Einige Teilstrecken bzw. einige Trails die man schon selbst kombinieren muss. Z.b. der Kotelleteweg oder Pfad. Aber scho eher ein recht kleineres Stückche


----------



## Westcliff (31. August 2009)

@ iceCalt (Kotelleteweg oder Pfad) hab ich ja noch nie gehört wo ist er aufzufinden??


----------



## iceCalt (31. August 2009)

Ich bin mir grad nich mehr sicher wo genau sich dieser befindet, hab ihn am SO zum ersten Mal gesehen, aber ein Teil davon müsse sich in der Nähe des Vivariums finden. Am WE fahre ich wieder da hin und schaue nach der genauen Weglage. Liegt ca. zwischen Vivarium bzw. TU Lichtwiese und Roßdorf im Wald.


----------



## rayc (22. September 2009)

Dieser (Kotelett-Pfad) ist mit einen K markiert und verläuft zwischen Vivarium und Roßdorf.
Angeblich weil früher die Darmstädter zum Kotelettessen nach Roßdorf gepilgert sind 
Ist eher ein leichter und welliger Trail, aber trotzdem spassig  

@Westcliff definiere Freeride 
Sprich einfach die Leute aus der DH-Szene direkt an.

Ray


----------



## Andreas (23. September 2009)

rayc schrieb:


> Dieser (Kotelett-Pfad) ist mit einen K markiert und verläuft zwischen Vivarium und Roßdorf.
> Angeblich weil früher die Darmstädter zum Kotelettessen nach Roßdorf gepilgert sind
> Ist eher ein leichter und welliger Trail, aber trotzdem spassig
> 
> ...



Hi ray,

hast Du zufällig eine Aufzeichnung von diesem Trail? Meine email-Adresse hast Du ja.


----------



## rayc (23. September 2009)

Mit Sicherheit habe ich einen Track davon.
Wahrscheinlich ist es weniger Aufwand diesen einfach neu aufzuzeichnen, statt diesen zu suchen. 
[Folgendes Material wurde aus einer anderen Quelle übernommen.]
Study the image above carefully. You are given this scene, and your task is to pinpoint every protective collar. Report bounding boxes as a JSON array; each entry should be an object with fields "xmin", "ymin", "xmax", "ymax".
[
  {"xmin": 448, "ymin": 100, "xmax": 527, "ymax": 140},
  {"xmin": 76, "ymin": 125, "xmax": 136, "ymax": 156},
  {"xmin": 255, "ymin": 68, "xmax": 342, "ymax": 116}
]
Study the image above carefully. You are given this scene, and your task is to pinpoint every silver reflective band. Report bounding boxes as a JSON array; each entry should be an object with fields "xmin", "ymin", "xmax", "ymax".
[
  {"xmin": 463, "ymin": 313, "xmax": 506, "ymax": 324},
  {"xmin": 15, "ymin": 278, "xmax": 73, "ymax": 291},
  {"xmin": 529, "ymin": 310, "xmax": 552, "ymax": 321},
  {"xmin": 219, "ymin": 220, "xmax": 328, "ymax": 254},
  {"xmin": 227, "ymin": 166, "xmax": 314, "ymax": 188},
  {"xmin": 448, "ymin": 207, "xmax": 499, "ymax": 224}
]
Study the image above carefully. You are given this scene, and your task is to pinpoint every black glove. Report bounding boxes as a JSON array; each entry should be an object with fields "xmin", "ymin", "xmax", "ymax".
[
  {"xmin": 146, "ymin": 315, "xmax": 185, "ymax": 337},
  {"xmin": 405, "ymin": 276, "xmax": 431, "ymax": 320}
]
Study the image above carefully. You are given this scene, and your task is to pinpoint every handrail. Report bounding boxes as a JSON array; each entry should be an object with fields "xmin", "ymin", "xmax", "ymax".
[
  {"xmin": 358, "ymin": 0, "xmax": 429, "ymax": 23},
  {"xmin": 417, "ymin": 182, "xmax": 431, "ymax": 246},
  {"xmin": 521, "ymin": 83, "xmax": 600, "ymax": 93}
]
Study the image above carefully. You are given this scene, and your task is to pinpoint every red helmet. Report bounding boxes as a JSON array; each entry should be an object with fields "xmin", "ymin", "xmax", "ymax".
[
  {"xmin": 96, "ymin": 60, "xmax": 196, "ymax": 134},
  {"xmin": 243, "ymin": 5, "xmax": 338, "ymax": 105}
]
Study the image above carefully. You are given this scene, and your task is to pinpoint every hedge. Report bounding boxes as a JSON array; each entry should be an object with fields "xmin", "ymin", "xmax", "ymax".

Okay, habe noch eine Idee, ich schau mal direkt in der DB, wann ich den Kotlettpfad bei einer Tour geplant hatte, das erleichtert die Suche.
....
-> Am 2.2.2009 bei einer Nachttour  bin ich ihn wohl gefahren.
Ich schau mir den Track mal an.
Falls ja, setzte ich ihn dann einfach in GPSIES, wer weis wer ihn sonst noch fahren will. 

Ray


----------



## MTB-News.de




----------



## Andreas (24. September 2009)

Du benutzt in BikeXperience wohl noch nicht die Volltextsuche über Dateianhänge hinaus 

Ja, das wäre super ...


----------



## rayc (24. September 2009)

http://www.openstreetmap.org/?lat=49.86122&lon=8.70098&zoom=15&layers=B000FTF

hier ist der Kotlettpfad verzeichnet 
Ich kenne aber nur das Stück ab Traisacher Weg bis zum Vivarium.
Also Ost nach West, das ist auch die sinnvolle Fahrrichtung.

Ich hatte gestern Abend keine Zeit nach den Tracks zu schauen.

bXp:
Wie Volltextsuche?
Es mir zu mühsam die GPX-Files anzuhängen.
Und was würde es mir da bringen?
habe ich was übersehen?

Ray


----------



## Andreas (24. September 2009)

rayc schrieb:


> bXp:
> Wie Volltextsuche?
> Es mir zu mühsam die GPX-Files anzuhängen.
> Und was würde es mir da bringen?
> ...



Ich benutze bxp auch zur Verwaltung meiner GPS Tracks. Im HAC Höhenprofil gebe ich immer die Streckenliste oder Besonderheiten ein. Auch in den Namen der Beschriftung (Markers) wird gesucht.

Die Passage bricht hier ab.